The following is in the FAQ for the Sun Studio 11 compiler:
The compiler generates an inline function as an ordinary callable function (out of line) when any of the following is true:
You compile with +d.
You compile with -g.
The function's address is needed (as with a virtual function).
The function contains control structures the compiler can't generate inline.
The function is too complex.
According to the response to this post by 'clamage45' the "control structures that the compiler can't generate inline" are:
the function contains forbidden constructs, like loop, switch, or goto
Another list can be found here. As most other answers have specified the heuristics are going to be 100% compiler specific, from what I've read I think to ensure that a function is actually inlined you need to avoid:
local static variables
loop constructs
switch statements
try/catch
goto
recursion
and of course too complex (whatever that means)
All I know about inline functions (and a lot of other c++ stuff) is here.
Also, if you're focusing on the heuristics of each compiler to decide wether or not inlie a function, that's implementation dependant and you should look at each compiler's documentation. Keep in mind that the heuristic could also change depending on the level of optimitation.
I'm pretty sure most compilers decide based on the length of the function (when compiled) in bytes and how often it is used vs the optimization type (speed vs size).
I know only couple criteria:
If inline meets recursion - inline will be ignored.
switch/while/for in most cases cause compiler to ignore inline
It depends on the compiler. Here's (the first part of) what the GCC manual says:
-finline-limit=n
By default, GCC limits the size of functions that can be inlined.
This flag allows the control of this limit for functions that are
explicitly marked as inline (i.e., marked with the inline keyword
or defined within the class definition in c++). n is the size of
functions that can be inlined in number of pseudo instructions (not
counting parameter handling). The default value of n is 600.
Increasing this value can result in more inlined code at the cost
of compilation time and memory consumption. Decreasing usually
makes the compilation faster and less code will be inlined (which
presumably means slower programs). This option is particularly
useful for programs that use inlining heavily such as those based
on recursive templates with C++.
Inlining is actually controlled by a number of parameters, which
may be specified individually by using --param name=value. The
-finline-limit=n option sets some of these parameters as follows:
#item max-inline-insns-single
is set to I/2.
#item max-inline-insns-auto
is set to I/2.
#item min-inline-insns
is set to 130 or I/4, whichever is smaller.

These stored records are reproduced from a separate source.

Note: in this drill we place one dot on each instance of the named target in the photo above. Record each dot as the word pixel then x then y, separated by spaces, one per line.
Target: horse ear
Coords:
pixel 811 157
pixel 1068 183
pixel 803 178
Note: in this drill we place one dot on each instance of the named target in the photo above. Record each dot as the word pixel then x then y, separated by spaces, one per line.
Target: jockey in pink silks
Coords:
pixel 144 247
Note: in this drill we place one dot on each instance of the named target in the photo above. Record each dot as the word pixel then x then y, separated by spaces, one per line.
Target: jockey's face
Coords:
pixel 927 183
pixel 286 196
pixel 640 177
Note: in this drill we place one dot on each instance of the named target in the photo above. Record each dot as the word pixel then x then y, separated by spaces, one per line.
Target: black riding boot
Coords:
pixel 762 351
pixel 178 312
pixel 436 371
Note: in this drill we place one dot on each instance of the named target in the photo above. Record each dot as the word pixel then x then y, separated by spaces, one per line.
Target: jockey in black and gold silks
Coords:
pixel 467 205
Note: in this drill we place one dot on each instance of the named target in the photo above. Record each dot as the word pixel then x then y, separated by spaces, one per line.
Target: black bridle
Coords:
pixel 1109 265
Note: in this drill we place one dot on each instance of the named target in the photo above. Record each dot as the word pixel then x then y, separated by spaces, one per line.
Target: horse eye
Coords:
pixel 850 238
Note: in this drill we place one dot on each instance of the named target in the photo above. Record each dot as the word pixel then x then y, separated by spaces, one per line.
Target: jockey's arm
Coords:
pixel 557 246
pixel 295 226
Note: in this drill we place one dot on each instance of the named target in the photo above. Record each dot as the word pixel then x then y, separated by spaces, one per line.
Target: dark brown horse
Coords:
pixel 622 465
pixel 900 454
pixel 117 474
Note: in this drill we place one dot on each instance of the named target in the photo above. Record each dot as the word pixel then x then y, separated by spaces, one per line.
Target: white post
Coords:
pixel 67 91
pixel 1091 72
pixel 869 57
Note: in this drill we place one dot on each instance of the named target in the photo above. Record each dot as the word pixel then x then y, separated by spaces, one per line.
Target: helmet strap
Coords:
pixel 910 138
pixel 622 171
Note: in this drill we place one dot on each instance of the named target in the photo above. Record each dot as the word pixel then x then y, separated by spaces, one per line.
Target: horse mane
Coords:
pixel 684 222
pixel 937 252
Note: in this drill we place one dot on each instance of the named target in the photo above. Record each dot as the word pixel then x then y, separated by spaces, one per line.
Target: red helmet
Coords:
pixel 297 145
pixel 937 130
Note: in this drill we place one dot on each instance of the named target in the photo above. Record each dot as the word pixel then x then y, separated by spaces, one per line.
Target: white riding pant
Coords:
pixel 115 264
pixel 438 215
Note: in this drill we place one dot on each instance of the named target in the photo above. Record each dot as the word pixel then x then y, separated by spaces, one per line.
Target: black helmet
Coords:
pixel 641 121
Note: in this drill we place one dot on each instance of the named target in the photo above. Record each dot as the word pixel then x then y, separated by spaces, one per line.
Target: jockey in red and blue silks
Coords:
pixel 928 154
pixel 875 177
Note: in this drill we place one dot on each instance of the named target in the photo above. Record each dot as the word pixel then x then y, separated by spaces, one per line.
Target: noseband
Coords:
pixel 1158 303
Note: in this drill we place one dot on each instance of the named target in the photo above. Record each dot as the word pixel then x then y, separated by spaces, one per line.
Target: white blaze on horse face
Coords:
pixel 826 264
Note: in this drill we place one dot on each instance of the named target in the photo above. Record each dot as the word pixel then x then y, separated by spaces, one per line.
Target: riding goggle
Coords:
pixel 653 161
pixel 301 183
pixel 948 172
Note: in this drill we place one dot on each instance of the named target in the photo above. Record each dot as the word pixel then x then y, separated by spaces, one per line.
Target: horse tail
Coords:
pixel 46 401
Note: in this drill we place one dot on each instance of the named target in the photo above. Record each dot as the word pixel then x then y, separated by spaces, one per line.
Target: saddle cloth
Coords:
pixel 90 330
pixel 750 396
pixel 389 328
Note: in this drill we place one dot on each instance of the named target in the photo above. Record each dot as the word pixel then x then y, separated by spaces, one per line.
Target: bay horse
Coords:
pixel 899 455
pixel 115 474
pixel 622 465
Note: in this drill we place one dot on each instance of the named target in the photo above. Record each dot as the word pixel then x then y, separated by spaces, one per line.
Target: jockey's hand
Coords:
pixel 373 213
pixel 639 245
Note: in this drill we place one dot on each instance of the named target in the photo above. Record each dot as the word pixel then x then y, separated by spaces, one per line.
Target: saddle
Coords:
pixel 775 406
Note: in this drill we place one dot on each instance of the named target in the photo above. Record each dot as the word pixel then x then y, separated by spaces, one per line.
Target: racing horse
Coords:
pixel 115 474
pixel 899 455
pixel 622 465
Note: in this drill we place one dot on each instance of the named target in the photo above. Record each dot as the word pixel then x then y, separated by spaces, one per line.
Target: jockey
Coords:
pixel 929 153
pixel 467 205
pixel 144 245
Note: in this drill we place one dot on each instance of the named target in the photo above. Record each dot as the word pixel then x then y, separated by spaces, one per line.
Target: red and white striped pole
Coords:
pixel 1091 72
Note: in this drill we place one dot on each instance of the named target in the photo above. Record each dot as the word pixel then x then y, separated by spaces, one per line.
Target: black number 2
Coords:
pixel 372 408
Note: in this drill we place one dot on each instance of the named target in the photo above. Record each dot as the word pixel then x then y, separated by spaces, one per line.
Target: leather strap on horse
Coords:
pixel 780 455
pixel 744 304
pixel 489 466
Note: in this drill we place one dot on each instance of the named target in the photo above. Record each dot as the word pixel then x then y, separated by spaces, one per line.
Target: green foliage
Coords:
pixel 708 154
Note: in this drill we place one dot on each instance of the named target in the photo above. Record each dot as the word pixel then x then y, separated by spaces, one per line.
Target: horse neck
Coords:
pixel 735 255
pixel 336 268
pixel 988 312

#item max-inline-insns-rtl
is set to I.
See below for a documentation of the individual parameters
controlling inlining.
Note: pseudo instruction represents, in this particular context, an
abstract measurement of function's size. In no way, it represents
a count of assembly instructions and as such its exact meaning
might change from one release to an another.
it inserts if you write "inline" to beginning of the function?